# csr_utils
Scalable Operations for CSR matrices.
[![Build Status](https://travis-ci.org/narges-rzv/csr_utils.svg?branch=master)](https://travis-ci.org/narges-rzv/csr_utils)
Installation
------------
For general users and if using conda etc.:
`pip install csr_utils`
Without root access:
`pip install --user csr_utils`
Usage
-----
```
>>> import numpy as np
>>> from scipy.sparse import csr_matrix
>>> xcsr = csr_matrix(np.array([[1, 0], [3, 4], [2, 2]], dtype=float))
>>> import csr_utils
>>> xnorm, xmean, xstd, xixnormed = normalize_csr_matrix(xcsr)
```
Overview
--------
This package currently only has a fast and memory efficient implementation for normalizing nonzero values of a CSR array without un-sparsifying the function. This is useful step for machine learning on large matrices. Most algorithms work better with normalized input, in particular the commonly used [linear classification models in sklearn](http://scikit-learn.org/stable/modules/generated/sklearn.linear_model.LogisticRegression.html).

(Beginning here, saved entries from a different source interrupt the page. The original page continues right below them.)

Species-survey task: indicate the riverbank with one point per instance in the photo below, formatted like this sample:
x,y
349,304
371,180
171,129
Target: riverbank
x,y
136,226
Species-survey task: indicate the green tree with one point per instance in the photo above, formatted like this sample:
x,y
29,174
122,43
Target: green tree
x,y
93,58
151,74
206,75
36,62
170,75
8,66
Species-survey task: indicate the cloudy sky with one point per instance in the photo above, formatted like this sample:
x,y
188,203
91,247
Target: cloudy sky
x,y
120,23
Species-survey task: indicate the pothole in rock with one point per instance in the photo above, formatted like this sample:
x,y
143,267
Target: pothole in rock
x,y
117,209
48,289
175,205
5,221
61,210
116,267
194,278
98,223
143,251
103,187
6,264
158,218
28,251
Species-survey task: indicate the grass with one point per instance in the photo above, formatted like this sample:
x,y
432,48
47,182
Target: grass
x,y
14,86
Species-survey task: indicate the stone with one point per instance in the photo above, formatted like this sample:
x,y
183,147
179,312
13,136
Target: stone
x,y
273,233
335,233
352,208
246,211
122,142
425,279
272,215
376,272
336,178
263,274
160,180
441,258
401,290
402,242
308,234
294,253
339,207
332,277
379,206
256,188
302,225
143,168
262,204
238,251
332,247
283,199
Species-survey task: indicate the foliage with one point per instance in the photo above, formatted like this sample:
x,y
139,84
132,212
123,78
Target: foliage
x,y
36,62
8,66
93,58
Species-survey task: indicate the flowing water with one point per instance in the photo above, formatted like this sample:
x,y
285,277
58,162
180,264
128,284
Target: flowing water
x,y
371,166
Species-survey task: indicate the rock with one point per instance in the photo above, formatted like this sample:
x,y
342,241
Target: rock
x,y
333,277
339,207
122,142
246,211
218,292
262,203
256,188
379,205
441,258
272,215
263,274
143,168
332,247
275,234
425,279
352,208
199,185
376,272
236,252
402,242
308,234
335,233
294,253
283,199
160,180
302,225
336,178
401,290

There will be more functions added as the need arises, including turning a csr array into cuda sparse array directly. Stay tuned.
normalize_csr_matrix:
---------------------
- Normalizes a CSR matrix only based on non-zero values, without turning it into dense array.
- In the CSR matrix, rows correspond to samples, and columns correspond to features.
- Normalization will be such that each column (feature)'s non-zero values will have mean of 0.0 and standard deviation of 1.0.
- Will return the scalable equivalent of x = x.toarray(); x[(x==0)] = np.nan; (x - np.nanmean(x, axis=0)) / np.nanstd(x, axis=0)
- We compute a faster and equivalent definition of standard deviation:
- ```sigma = SquareRoot(ExpectedValue(|X - mean|^2)) # slow```
- ```sigma = SquareRoot(ExpectedValue(X^2) - ExpectedValue(X)^2) # fast```
- [For more info see the math](https://en.wikipedia.org/wiki/Standard_deviation#Definition_of_population_values)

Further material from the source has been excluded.